Restaurant advocates are concerned about spiking operating costs amid tough economic times.

The Department of Labor issued a final rule Tuesday that will expand overtime protections for millions of workers.

Currently, employers are required to pay overtime to executive, administrative, and professional full-time salaried workers making less than $35,568. Effective July 1, the threshold will jump to $43,888. By January 1, 2025, it will bump even higher to $58,656. Starting July 1, 2027, salary thresholds will update every three years, by applying up-to-date wage data to determine new salary levels, the federal government said.

“This rule will restore the promise to workers that if you work more than 40 hours in a week, you should be paid more for that time,” acting labor secretary Julie Su said in a statement. “Too often, lower-paid salaried workers are doing the same job as their hourly counterparts but are spending more time away from their families for no additional pay. That is unacceptable. The Biden-Harris administration is following through on our promise to raise the bar for workers who help lay the foundation for our economic prosperity.”

The National Restaurant Association vehemently opposes the rule, stating that it will “exponentially increase operating costs.” The group also noted that because the Department of Labor created a one-size-fits-all rule based on national income data, instead of regional data, the shift will disproportionately impact operators in the South and Midwest.
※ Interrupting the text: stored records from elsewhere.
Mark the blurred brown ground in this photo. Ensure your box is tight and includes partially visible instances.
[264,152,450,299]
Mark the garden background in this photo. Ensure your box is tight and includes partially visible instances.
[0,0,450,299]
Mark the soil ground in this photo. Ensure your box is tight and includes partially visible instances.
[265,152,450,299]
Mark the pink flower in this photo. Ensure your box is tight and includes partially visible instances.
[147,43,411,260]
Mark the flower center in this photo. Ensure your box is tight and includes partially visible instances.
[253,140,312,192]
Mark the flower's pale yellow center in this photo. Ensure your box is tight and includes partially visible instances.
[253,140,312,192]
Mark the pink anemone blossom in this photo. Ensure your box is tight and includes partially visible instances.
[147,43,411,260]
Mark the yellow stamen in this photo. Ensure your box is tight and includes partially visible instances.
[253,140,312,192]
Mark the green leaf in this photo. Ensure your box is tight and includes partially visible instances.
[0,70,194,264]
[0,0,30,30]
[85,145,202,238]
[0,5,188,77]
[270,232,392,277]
The notable increase in the threshold renews an effort previously made during the Obama administration. Back in 2016, the Department of Labor aimed to nearly double the threshold from $23,660 to $47,476, potentially granting overtime pay eligibility to over 4 million workers. However, this initiative was thwarted by a lawsuit led by Republicans. Subsequently, in 2019, the Trump administration raised it to $35,568.

“The Association and Restaurant Law Center pushed back on a significant increase following so soon after an increase just four years ago,” Sean Kennedy, the Association’s executive vice president of public affairs, said in a statement. “Business conditions have changed significantly for restaurant operators in that time. It’s unfortunate that DOL did not heed our concerns, especially as it relates to regional discrepancies and the burden of automatic increases every three years.”
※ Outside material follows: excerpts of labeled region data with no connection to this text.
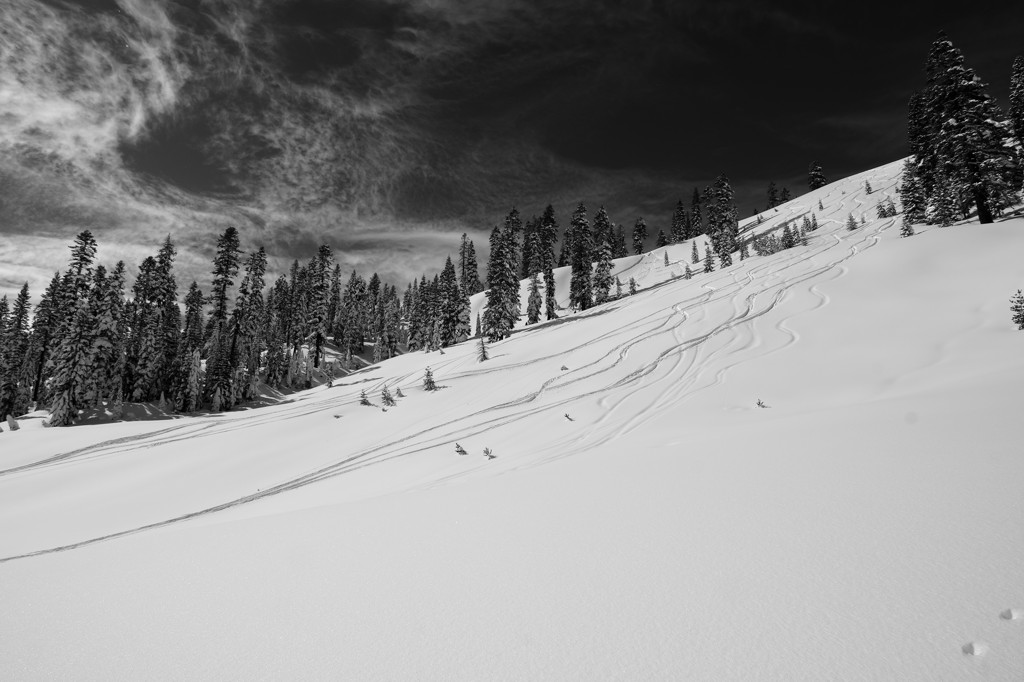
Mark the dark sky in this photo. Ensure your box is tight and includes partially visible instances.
[0,0,1024,292]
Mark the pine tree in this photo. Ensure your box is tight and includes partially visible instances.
[1010,56,1024,159]
[705,242,715,272]
[569,203,594,310]
[689,187,703,239]
[781,222,797,249]
[423,367,437,391]
[1010,289,1024,330]
[669,199,686,244]
[593,236,614,303]
[909,33,1019,223]
[526,272,543,325]
[807,161,828,189]
[633,217,647,256]
[706,175,739,267]
[539,204,558,319]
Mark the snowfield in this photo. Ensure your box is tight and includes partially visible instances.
[0,162,1024,681]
The International Franchise Association, which is also against the new rule, cited an Oxford Economics study that found franchises pay higher wages and offer better benefits than non-franchised entities on average. However, the organization noted that franchisee flexibility to reward and promote employees will be limited by the updated overtime rule.

“This rule is the latest unnecessary and burdensome regulation from the Biden Administration targeting small businesses,” Michael Layman, IFA senior vice president of government relations and public affairs, said in a statement. “It comes as many entrepreneurs continue to struggle in today’s unpredictable regulatory climate, grappling with lingering inflation, labor challenges, and high costs of goods. Small business owners, especially franchisees, need certainty to operate, and this Administration has provided them anything but predictability.”
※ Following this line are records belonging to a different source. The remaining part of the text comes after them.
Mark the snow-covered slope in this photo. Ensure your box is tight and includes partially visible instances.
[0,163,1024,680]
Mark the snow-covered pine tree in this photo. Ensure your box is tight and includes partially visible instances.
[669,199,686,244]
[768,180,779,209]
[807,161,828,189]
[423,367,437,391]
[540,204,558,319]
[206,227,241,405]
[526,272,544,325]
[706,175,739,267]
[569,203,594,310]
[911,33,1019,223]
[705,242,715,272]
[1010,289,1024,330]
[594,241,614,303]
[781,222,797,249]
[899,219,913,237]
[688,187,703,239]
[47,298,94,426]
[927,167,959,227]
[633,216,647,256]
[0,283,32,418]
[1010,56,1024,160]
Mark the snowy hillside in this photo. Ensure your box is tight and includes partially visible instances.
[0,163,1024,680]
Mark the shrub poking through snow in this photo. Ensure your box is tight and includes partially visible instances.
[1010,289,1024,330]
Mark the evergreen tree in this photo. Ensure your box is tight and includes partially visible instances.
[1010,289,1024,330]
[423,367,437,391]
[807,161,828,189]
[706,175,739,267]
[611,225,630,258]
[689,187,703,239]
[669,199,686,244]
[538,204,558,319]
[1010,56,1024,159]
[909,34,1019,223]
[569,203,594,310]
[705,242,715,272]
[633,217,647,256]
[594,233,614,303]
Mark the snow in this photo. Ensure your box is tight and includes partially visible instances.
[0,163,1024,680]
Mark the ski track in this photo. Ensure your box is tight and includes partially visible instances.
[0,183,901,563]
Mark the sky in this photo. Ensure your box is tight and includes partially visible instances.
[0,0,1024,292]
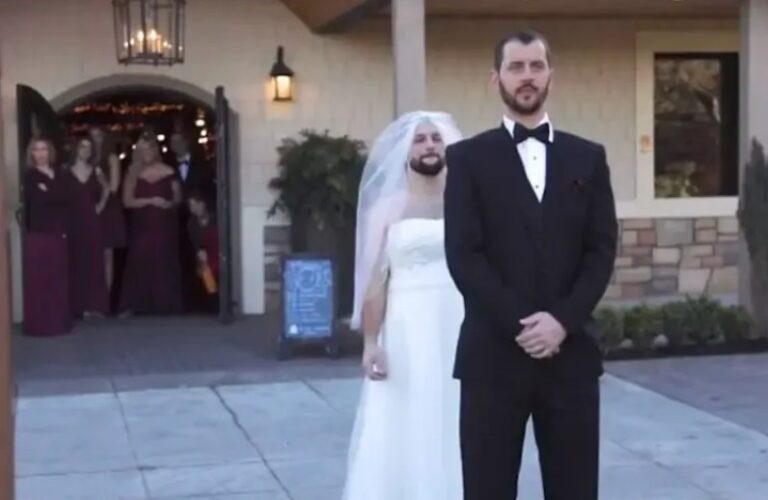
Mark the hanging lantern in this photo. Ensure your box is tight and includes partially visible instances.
[269,47,293,101]
[112,0,186,66]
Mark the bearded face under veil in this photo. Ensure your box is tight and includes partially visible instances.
[350,111,462,330]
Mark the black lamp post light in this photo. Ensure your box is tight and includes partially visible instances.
[269,47,294,101]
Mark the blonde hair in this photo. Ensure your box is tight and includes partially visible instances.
[26,137,56,168]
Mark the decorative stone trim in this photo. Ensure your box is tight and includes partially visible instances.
[264,217,739,312]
The Department of Labor said it conducted extensive discussions with employers, workers, unions, and other stakeholders before issuing its proposed rule in September 2023, and considered more than 33,000 comments in developing its final rule.

The updated rule defines who is a bona fide executive, administrative, and professional employee exempt from the Fair Labor Standards Act’s overtime protections. Beforehand, workers were automatically exempt from overtime protections if they earned a salary of more than $107,432. That threshold will raise to $132,964 by July 1, 2024, and to $151,164 by January 1, 2025.

Wage and hour administrator Jessica Looman said that by enacting the rule, the Department of Labor is ensuring lower-paid salaried workers receive “their hard-earned pay or get much-deserved time back with their families.” She described the law as clear and predictable and promised that it would provide economic security to millions. The Department of Labor said the ruling would transfer $1.3 billion in income from employers to employees, driven by new overtime premiums and salary increases to keep certain workers from being eligible. 

The Economic Policy Institute, which leans toward liberal ideals, told the AP in August that about 15 percent of salaried workers at the time were eligible for overtime pay under the previous rule. The new mandate doubles that to nearly 30 percent. That’s still well below the 1970s when more than 60 percent of salaried employees had access to overtime pay.